Florida won because it made 30-of-36 free throws and because of that late run at the end of the first half and because it didn’t let the disaster that was much of the first half ruin the night.
“It wasn’t that bad (at halftime),” Nembhard said. “(White) was just telling us what we needed to do.”
They had to keep shoveling the dirt of the grave that was this game. The 21-point deficit was one thing, but down eight with under two minutes to play is almost as impressive.
Keyontae Johnson made a 3 and with 37 seconds to play it was Nembhard getting a three-point play on a twisting drive. Florida still trailed by five when Blackshear made a 3 with 25.2 seconds to go to set up the wild finish.
“They had some guys step up,” Oats said.
And they had a coach step out onto the floor in anger after a call in the second half that resulted in a technical. It may or may not have inspired the Gators to see their coach so angry.
“Mike gets banged for a ‘T’ and 15 of the next 20 calls go their way,” said Oats. “He knows what he’s doing.”
Because the teams played 50 minutes, the statistics were ridiculous. Alabama had six players score in double figures and three foul out. John Petty led the way with 19.
Florida had three players record double-doubles. Blackshear had 24 points and 16 rebounds despite playing the last 11-plus minutes and both overtimes with four fouls.
Lewis had 15 points in 10 rebounds coming off the bench after missing the last game in concussion protocol. Johnson had 10 points and 12 rebounds.
And Florida has a 1-0 record in SEC play.
“We’re a team that’s still not sure of themselves right now,” White said. “I’m hoping at some point we’re going to be sure of ourselves.”
Florida continues SEC play with the first of two straight road games on Tuesday, when UF faces South Carolina at 7 p.m. on ESPNU. It will be the SEC opener for the Gamecocks (8-5), who last played Monday night.
Notes: The previous largest comeback was 18 points, accomplished 2/14/07 vs. Alabama and 2/24/93 at South Carolina.
*The Gators trailed by 14 at halftime, tied for the largest home halftime comeback in school history (14 vs. Vanderbilt, 12/18/67, 74-72 final). The Gators have overcome larger halftime deficits on two occasions: 18, at South Carolina, 2/24/93, 80-73 final; 15 at Jacksonville, 12/26/73, 64-62 final.
*Nembhard scored 15 of his career-high 25 points after the 5:00 mark in the second half.
*The Gators have scored 100 points in back-to-back games for the first time since doing so vs.

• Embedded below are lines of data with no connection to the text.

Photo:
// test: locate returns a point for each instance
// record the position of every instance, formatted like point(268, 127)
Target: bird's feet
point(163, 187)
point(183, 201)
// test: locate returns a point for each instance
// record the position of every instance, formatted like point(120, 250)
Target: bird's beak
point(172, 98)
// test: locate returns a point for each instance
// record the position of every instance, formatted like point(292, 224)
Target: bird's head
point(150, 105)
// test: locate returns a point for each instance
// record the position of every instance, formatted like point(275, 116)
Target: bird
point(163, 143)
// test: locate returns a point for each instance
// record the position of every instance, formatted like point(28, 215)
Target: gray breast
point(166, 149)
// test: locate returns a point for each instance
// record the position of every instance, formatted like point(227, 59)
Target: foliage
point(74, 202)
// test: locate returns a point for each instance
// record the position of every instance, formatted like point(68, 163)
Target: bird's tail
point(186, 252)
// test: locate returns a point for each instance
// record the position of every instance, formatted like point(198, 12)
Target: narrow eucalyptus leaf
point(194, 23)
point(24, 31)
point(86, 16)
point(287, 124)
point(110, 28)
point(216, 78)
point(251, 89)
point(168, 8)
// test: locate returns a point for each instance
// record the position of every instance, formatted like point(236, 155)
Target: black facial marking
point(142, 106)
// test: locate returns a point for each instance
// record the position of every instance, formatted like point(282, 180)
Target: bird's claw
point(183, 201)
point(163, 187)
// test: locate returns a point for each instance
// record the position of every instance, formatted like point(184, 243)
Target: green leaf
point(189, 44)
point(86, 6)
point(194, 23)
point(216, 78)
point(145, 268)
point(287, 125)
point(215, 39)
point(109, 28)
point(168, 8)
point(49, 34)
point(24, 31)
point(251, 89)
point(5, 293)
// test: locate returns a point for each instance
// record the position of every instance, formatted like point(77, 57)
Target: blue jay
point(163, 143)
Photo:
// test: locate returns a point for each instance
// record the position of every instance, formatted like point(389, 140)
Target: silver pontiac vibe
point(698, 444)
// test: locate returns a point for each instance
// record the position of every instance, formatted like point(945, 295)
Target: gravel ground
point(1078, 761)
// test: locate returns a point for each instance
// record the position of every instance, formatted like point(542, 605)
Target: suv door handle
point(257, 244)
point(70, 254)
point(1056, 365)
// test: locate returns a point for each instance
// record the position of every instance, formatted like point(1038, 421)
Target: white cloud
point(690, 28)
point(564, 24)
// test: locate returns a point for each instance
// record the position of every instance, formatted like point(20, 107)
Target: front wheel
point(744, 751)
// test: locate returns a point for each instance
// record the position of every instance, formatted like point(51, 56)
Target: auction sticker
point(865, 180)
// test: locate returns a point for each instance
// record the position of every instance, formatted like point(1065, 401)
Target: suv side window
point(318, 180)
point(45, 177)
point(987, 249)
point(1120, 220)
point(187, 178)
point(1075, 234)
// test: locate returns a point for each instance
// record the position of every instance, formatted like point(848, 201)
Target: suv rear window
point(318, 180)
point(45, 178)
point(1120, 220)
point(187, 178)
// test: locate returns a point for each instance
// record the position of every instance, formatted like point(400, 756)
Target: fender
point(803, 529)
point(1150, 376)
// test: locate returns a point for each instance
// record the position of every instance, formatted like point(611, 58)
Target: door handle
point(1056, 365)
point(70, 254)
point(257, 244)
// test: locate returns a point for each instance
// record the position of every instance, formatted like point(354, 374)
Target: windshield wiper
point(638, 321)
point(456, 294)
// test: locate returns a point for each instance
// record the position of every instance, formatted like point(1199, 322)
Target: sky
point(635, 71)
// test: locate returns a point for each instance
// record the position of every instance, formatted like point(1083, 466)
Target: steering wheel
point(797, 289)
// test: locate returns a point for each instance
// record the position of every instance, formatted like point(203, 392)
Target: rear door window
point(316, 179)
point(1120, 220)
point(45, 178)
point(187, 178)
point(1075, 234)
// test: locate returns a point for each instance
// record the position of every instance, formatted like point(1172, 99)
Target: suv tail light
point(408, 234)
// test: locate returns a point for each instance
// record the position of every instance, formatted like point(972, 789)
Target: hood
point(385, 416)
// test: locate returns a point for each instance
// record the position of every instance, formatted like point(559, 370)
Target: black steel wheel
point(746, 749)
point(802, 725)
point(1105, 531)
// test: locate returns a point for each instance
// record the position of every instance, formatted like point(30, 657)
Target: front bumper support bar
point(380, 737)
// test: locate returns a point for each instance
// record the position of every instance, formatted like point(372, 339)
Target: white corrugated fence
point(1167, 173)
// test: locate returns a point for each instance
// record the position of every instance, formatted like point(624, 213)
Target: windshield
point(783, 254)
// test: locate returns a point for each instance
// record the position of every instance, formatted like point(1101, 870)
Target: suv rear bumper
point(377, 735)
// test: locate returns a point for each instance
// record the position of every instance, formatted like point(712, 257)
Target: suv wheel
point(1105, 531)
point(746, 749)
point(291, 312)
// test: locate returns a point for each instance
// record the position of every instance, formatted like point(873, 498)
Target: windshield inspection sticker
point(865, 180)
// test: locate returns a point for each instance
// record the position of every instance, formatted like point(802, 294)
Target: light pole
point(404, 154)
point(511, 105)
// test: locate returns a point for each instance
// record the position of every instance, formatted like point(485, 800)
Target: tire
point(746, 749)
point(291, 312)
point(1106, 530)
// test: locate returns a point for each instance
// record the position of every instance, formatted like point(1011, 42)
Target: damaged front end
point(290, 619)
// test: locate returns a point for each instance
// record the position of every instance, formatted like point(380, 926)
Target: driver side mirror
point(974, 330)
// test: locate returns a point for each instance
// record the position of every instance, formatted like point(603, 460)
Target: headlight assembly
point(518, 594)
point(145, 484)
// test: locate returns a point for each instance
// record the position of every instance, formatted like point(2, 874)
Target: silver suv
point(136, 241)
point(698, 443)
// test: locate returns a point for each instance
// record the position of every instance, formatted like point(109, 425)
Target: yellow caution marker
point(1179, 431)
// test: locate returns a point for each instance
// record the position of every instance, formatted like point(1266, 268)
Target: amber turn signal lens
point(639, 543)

Stanford and Gonzaga, both at Portland in Nov. 2017.
Gators 104, Crimson Tide 98, 2 OT
K.Lewis 7-26 1-2 17, Jones 5-9 5-8 15, Petty 6-14 3-4 19, Bolden 3-9 7-8 15, Shackelford 4-10 0-0 11, Reese 3-4 6-8 14, Davis 0-0 0-2 0, Smith 3-4 1-2 7. Totals 31-76 23-34 98.
Locke 6-9 4-7 18, Nembhard 8-20 8-9 25, Blackshear 6-13 10-11 24, K.Johnson 3-5 2-2 10, S.Lewis 5-12 6-6 17, Payne 2-6 0-0 4, Glover 3-11 0-1 6, Mann 0-1 0-0 0, Bassett 0-2 0-0 0. Totals 33-79 30-36 104.
Halftime_Alabama 46-32. 3-Point Goals_Alabama 13-34 (Petty 4-10, Shackelford 3-5, Reese 2-3, Bolden 2-7, K.Lewis 2-9), Florida 8-24 (K.Johnson 2-3, Blackshear 2-5, Locke 2-5, S.Lewis 1-3, Nembhard 1-5, Glover 0-3). Fouled Out_Jones, Davis. Rebounds_Alabama 42 (Jones 10), Florida 50 (Blackshear 16). Assists_Alabama 12 (Jones 5), Florida 11 (Nembhard 5). Total Fouls_Alabama 29, Florida 20.